Performance, part 4

2025-10-15

In Part 1 and Part 2 of our performance series, we detailed how we boosted system responsiveness by engineering smaller, parallel requests, and initiating them early.

Another factor influences latency: the physical distance from the user to the servers.

Where should the servers be located?

Across the globe, round-trip delays typically range from 30 to 500 milliseconds. This is significant, especially in chains of sequential requests, when these delays accumulate and degrade the user experience.

Theoretically, the best way to minimize latency is to deploy servers across multiple continents, ensuring each user connects to the nearest instance.

The Cool Maze backend is deployed in a single region. This choice is less complex and less expensive than a multi-region setup. As a consequence, users farther from that region may experience higher latency on some HTTPS requests.
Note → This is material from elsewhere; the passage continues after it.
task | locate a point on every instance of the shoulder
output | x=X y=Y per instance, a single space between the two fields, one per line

Surprisingly, geographic distance has had less impact on performance in practice than other optimization opportunities, such as:

Minimizing the total number of requests
Reducing the payload size, by resizing images
Running requests in parallel whenever feasible
Starting requests as early as possible
Using heuristics to pre-start likely requests ahead of time

As a result, by the time a user scans a QR code, many background requests have already completed — often including the upload itself. Only the very last requests contribute a small, residual delay to what the user perceives as system responsiveness.